The green coloured fluid was progressively pumped into the jejunal lumen whilst intraluminal pressures were recorded until the anastomosis or intestinal segment failed. Maximum pressure reached prior to failure was recorded as “bursting pressure” in mmHg and the location of egressing fluid at that point was recorded.
Statistical Analysis
Descriptive statistics for the cadavers, jejunal segments, number of anastomoses in each group, number of sutures placed and time between euthanasia and testing were calculated and reported as mean ± standard deviation (SD).
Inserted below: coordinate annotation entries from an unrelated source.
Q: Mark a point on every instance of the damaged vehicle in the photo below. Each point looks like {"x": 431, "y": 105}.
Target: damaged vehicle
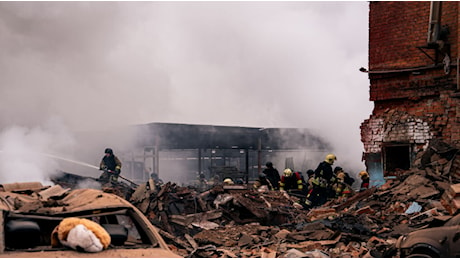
{"x": 31, "y": 212}
{"x": 442, "y": 241}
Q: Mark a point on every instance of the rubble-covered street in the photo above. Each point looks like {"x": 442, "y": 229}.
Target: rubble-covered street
{"x": 238, "y": 221}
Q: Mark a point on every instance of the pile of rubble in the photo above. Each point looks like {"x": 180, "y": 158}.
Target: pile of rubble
{"x": 238, "y": 221}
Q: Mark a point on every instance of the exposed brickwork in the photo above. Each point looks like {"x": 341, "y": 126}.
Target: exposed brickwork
{"x": 415, "y": 97}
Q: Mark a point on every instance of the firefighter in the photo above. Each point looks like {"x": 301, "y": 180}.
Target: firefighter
{"x": 311, "y": 177}
{"x": 111, "y": 166}
{"x": 364, "y": 180}
{"x": 342, "y": 189}
{"x": 322, "y": 183}
{"x": 228, "y": 181}
{"x": 291, "y": 181}
{"x": 348, "y": 180}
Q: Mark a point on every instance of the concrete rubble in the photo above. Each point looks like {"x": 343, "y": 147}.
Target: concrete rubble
{"x": 237, "y": 221}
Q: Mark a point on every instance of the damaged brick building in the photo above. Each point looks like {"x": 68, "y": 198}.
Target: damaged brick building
{"x": 413, "y": 73}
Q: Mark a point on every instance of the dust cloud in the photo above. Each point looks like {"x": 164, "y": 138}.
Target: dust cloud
{"x": 96, "y": 66}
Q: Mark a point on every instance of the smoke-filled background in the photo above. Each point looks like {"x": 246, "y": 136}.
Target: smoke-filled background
{"x": 68, "y": 68}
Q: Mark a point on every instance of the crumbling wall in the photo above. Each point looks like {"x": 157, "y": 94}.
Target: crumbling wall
{"x": 413, "y": 84}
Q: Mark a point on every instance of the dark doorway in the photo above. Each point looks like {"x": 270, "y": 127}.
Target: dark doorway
{"x": 396, "y": 157}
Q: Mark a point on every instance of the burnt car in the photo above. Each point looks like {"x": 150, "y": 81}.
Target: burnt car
{"x": 442, "y": 241}
{"x": 31, "y": 211}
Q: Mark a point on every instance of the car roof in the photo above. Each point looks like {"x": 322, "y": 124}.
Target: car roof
{"x": 54, "y": 200}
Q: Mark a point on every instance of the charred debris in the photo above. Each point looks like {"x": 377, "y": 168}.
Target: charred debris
{"x": 234, "y": 221}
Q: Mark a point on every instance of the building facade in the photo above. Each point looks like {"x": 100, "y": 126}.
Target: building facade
{"x": 414, "y": 76}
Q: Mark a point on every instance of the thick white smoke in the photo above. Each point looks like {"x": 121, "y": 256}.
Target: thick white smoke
{"x": 25, "y": 151}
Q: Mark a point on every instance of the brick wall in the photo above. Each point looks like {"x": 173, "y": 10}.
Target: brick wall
{"x": 413, "y": 89}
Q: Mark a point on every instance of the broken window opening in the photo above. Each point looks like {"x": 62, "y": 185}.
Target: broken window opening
{"x": 396, "y": 157}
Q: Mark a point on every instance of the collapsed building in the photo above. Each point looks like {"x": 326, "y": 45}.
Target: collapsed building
{"x": 414, "y": 83}
{"x": 182, "y": 152}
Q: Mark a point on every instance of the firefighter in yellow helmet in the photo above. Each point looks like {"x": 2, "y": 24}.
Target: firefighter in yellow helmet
{"x": 342, "y": 189}
{"x": 291, "y": 180}
{"x": 111, "y": 167}
{"x": 228, "y": 181}
{"x": 322, "y": 183}
{"x": 365, "y": 180}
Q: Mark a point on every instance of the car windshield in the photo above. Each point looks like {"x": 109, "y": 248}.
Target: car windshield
{"x": 33, "y": 232}
{"x": 453, "y": 221}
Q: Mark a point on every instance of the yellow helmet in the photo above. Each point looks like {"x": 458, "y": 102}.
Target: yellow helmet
{"x": 341, "y": 175}
{"x": 363, "y": 174}
{"x": 287, "y": 172}
{"x": 330, "y": 158}
{"x": 228, "y": 181}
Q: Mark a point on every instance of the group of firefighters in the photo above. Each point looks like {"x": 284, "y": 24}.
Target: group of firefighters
{"x": 322, "y": 184}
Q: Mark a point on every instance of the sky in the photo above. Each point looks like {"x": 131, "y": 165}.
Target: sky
{"x": 68, "y": 67}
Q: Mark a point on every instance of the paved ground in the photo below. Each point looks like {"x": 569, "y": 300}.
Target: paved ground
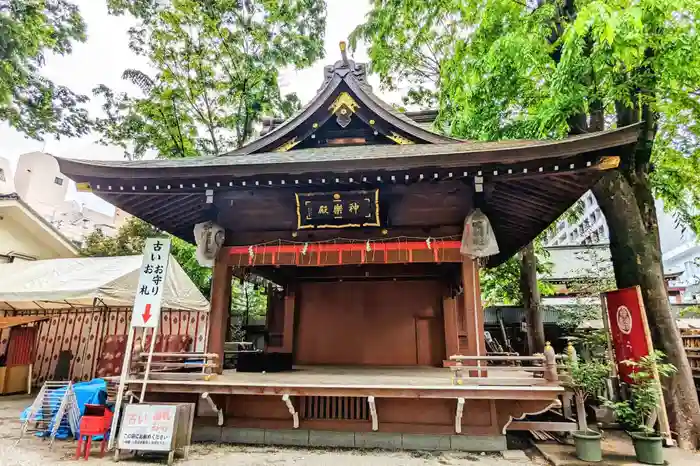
{"x": 35, "y": 452}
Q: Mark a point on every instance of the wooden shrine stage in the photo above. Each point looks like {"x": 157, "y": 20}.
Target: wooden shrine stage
{"x": 505, "y": 383}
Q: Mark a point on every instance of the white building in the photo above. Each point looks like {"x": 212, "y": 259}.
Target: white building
{"x": 40, "y": 184}
{"x": 680, "y": 249}
{"x": 26, "y": 235}
{"x": 7, "y": 181}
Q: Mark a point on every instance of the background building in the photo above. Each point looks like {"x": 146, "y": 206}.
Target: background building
{"x": 26, "y": 235}
{"x": 681, "y": 252}
{"x": 39, "y": 184}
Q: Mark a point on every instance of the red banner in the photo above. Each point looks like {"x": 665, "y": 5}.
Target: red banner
{"x": 628, "y": 327}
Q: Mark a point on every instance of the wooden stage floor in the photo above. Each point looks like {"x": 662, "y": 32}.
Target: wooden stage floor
{"x": 411, "y": 382}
Normality of the anastomosis construction time and bursting pressure was determined using Kolmogorov-Smirnov and Shapiro-Wilk tests. Mean anastomosis construction time and bursting pressure were compared between the 3 groups using generalized linear models and then recalculated with additional variables added as random effects. Comparison of the marginal means of the adjusted and unadjusted models were used to identify confounders; confounding was confirmed if the adjusted model marginal means varied from the unadjusted model by >20%.
Pearson’s correlation was used to determine correlation between anastomosis construction time and bursting pressure.
Statistical analyses were performed using R studio software (RStudio Version 1.2.5001, Boston, MA) and SPSS (IBM Corp. Released 2016. IBM SPSS Statistics for Windows, Version 24.0. Armonk, NY: IBM Corp.). P <0.05 was considered significant for all statistical tests.